The merge feature enables you to merge two or more tables into one.
A typical use case for this feature is to blend information from similar-but-different source systems. For example, an insurance company might have different legacy systems for each type of cover that it offers. While the concept of “policy” may be similar, the structure and content of the data in each system may be different. The merge operation helps you to combine that data into one consolidated policy table.
In this tutorial, we will walk through the creation of a merge table from a data source.
Create Test Data
Using a text editor, create two CSV files with the following data:
merge1.csv: PolicyNumber,PolicyName,SumInsured 12345,Ron Dunn,10000 23456,Ian Nicholson,20000 34567,Rob Dumont,30000 45678,Ngo Phi Nga,15000 merge2.csv: Policy,Insured,PolicyHolder ABCDE,12000,Dan Drum FGHIJ,8000,Au How Leng KLMNO,23000,Russell Park-Miller PQRST,12345,Erik Baardse
Save the files in one of the following locations:
Windows: c:\ajilius2\samples\merge1.csv c:\ajilius2\samples\merge2.csv Linux / OSX: /opt/ajilius2/samples/merge1.csv /opt/ajilius2/samples/merge2.csv
In this step we will load the merge1.csv file into the data warehouse.
Using the CHINOOK sample data warehouse, drill into the CSV Files data source:
Load the metadata for the merge1 table:
Run the scripts to create and load the load_merge1 table:
View the load_merge1 table to confirm that the data has been loaded:
In this step we will load file merge2.csv into the data warehouse.
Repeat the steps that you took to load merge1.csv in the previous section, but this time load and verify merge2.csv instead of merge1.

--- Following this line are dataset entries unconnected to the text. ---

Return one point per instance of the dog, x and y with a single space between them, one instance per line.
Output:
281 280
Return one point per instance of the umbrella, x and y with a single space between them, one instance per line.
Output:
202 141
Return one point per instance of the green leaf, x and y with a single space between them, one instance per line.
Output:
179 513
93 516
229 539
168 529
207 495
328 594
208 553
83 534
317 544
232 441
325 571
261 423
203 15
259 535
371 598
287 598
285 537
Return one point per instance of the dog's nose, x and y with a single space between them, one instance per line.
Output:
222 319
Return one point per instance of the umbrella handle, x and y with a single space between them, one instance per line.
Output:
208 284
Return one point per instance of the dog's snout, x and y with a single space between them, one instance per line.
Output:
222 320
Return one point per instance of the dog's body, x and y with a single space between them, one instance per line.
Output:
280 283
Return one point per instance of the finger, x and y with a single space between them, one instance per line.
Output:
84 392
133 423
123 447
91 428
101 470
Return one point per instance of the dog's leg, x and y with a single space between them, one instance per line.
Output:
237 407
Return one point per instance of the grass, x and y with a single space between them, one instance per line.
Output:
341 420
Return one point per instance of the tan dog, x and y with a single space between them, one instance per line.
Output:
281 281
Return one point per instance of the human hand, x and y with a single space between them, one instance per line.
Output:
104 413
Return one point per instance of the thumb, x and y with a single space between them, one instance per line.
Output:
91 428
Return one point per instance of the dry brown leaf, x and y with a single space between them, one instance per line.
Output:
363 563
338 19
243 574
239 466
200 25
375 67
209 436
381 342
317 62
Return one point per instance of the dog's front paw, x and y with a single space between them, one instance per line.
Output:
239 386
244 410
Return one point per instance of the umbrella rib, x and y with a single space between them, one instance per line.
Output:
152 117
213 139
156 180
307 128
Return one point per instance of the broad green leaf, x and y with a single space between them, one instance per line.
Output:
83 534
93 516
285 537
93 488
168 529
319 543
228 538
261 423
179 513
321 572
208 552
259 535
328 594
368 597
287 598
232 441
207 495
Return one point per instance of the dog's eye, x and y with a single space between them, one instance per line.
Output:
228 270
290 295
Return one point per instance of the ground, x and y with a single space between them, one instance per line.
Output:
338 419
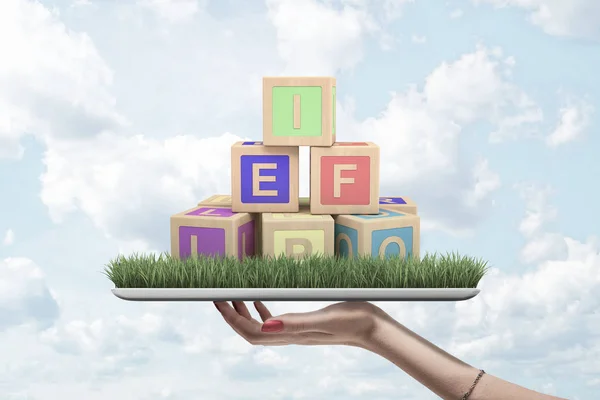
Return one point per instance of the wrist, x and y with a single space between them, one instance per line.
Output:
375 318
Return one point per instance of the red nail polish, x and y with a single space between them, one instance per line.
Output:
272 326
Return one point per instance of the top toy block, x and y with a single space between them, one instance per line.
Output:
299 111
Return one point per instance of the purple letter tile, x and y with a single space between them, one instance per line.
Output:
246 239
210 241
212 212
281 183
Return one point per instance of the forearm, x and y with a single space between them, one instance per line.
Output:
445 375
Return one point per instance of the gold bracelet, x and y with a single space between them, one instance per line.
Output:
466 395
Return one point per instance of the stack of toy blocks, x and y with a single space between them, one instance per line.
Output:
264 214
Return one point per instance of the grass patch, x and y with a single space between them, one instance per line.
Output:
162 271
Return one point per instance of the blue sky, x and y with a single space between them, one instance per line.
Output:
115 115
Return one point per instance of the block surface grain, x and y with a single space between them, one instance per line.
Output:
402 204
388 233
299 111
344 178
220 200
264 179
210 230
297 234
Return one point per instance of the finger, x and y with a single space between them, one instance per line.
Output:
263 311
249 330
314 321
241 308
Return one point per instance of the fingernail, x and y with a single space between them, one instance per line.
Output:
272 326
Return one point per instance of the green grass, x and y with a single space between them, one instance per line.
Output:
432 271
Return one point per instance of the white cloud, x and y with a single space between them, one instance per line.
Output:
475 88
538 211
118 192
330 39
418 39
270 357
24 295
579 18
456 13
64 95
543 247
9 237
574 119
122 181
173 11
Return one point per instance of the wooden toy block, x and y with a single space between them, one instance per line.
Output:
264 179
388 233
224 200
304 202
214 231
218 200
401 204
297 234
299 111
344 178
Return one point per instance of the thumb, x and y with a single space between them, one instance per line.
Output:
314 321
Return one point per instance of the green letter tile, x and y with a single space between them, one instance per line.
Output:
310 110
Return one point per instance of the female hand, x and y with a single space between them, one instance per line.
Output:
348 323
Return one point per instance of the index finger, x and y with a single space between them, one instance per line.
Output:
243 326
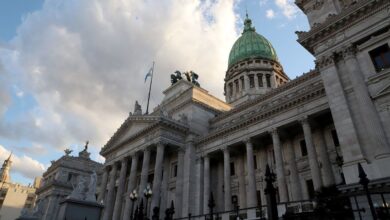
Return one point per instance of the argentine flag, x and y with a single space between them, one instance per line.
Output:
149 74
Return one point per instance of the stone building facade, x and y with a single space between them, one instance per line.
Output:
60 179
15 197
312 131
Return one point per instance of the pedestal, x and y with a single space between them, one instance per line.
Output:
79 210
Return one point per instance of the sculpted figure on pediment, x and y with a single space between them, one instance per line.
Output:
137 109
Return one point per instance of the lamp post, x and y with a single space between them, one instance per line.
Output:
211 205
147 193
364 182
133 198
236 207
270 192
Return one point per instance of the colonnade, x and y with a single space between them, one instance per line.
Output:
239 85
320 177
116 173
114 193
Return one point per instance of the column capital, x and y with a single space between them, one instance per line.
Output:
147 148
190 138
224 149
161 142
348 51
247 140
134 155
124 160
273 131
304 120
205 155
326 61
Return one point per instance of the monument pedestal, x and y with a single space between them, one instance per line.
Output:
27 218
72 209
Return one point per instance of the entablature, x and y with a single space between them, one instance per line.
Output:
266 111
164 129
340 22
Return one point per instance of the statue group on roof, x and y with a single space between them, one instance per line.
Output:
190 76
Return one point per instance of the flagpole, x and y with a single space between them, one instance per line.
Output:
150 88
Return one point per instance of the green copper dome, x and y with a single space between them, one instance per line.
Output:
251 45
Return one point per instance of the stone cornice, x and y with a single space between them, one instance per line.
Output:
161 122
347 18
313 92
269 95
123 128
64 160
53 183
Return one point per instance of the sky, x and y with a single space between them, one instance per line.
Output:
71 70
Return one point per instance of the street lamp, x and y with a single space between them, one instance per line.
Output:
147 193
133 198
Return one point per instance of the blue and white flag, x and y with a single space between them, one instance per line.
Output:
149 74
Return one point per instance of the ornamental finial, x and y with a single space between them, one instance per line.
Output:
248 24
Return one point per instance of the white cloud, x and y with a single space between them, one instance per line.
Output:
270 14
289 9
84 62
24 165
263 2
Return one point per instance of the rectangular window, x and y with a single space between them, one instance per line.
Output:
335 138
260 79
302 143
254 161
251 81
381 57
242 82
310 188
258 194
232 171
230 89
268 78
70 176
174 170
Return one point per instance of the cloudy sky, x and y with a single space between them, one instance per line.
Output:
71 70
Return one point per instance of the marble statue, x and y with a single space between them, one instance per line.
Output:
78 191
90 196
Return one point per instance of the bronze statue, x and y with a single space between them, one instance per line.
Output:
176 77
191 76
86 145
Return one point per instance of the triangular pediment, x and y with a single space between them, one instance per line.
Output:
132 126
383 91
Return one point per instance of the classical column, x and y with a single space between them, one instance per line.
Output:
341 114
242 192
109 201
179 181
282 187
326 169
131 186
206 184
227 90
188 179
369 115
246 82
226 179
157 177
296 190
311 151
103 186
256 80
251 190
144 175
120 191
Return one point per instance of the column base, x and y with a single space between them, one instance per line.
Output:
251 214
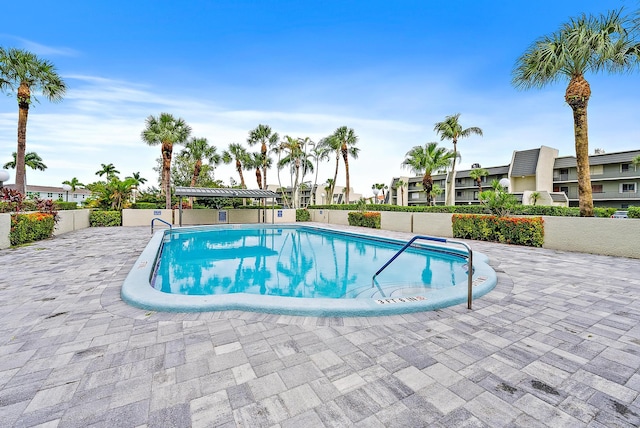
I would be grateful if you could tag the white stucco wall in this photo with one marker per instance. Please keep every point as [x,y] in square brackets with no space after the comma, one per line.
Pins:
[433,224]
[143,217]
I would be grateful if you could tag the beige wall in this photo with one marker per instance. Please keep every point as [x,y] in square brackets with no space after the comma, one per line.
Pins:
[396,221]
[608,236]
[143,217]
[544,168]
[70,220]
[433,224]
[519,184]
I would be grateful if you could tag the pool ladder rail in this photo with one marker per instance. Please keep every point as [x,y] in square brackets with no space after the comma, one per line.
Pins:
[469,257]
[161,221]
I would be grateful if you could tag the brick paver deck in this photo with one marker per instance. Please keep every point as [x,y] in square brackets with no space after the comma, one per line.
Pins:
[557,343]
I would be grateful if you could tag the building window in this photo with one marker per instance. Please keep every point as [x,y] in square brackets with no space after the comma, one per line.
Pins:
[627,187]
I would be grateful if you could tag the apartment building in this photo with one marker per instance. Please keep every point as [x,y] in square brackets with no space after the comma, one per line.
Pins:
[614,180]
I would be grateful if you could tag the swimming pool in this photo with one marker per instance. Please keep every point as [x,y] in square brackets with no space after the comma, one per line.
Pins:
[297,270]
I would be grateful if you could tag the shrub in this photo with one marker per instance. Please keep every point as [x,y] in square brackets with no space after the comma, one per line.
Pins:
[62,206]
[508,230]
[105,218]
[303,215]
[364,219]
[146,206]
[633,212]
[31,227]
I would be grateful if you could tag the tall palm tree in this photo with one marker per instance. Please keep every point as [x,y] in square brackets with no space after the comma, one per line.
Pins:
[401,184]
[238,154]
[267,138]
[165,130]
[425,160]
[320,152]
[31,159]
[74,183]
[109,170]
[347,139]
[477,174]
[199,150]
[584,44]
[138,179]
[23,72]
[450,129]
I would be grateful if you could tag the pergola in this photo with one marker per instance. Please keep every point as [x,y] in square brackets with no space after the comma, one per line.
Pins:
[223,192]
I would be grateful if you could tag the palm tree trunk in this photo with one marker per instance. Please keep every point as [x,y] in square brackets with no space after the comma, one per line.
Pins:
[24,97]
[335,177]
[577,96]
[451,190]
[167,149]
[345,157]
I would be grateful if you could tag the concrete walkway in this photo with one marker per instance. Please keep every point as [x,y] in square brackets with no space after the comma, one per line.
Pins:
[557,343]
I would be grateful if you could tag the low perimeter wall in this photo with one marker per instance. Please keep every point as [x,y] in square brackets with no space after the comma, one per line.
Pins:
[204,216]
[606,236]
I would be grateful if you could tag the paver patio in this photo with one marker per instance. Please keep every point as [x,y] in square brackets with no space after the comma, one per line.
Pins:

When you view load_merge2 it should look like this:
Transform load_merge1 to stage_merge1
We now create a staging table from the load_merge1 load table. This will form the target for the later merge operation.
From the LOAD TABLES list, select CREATE STAGE on the context menu for the load_merge1 table that you created in the previous section:
Create the stage table:
Run the scripts to create and populate the stage table:
View the table data to confirm that it has been loaded:
Transform load_merge2 to stage_merge1
Now we are going to define the merge relationship between our second load table (load_merge2) and the original staging table (stage_merge1). This is different from the standard transform, in that we won’t be creating a new table as a result, but using an existing table instead.
From the LOAD TABLES list, select CREATE MERGE from the context menu for the load_merge2 table:
Create the merge definition by updating the table name (stage_merge2) and description, and selecting stage_merge1 as is the merge target:
Note the difference in the heading for the right-hand list of columns. For merge tables, we show the columns of the target table (stage_merge1):
Now, select the COLUMNS option from the context menu for the stage_merge2 table that you just created:
The COLUMN MAP screen shows all of the columns from the target table (stage_merge1), with a drop down list of the columns from the source table (load_merge2). Update the column mapping:
Run the scripts to populate the merge. Note that there is no CREATE script to run, because we are targeting a table that has already been created for stage_merge1.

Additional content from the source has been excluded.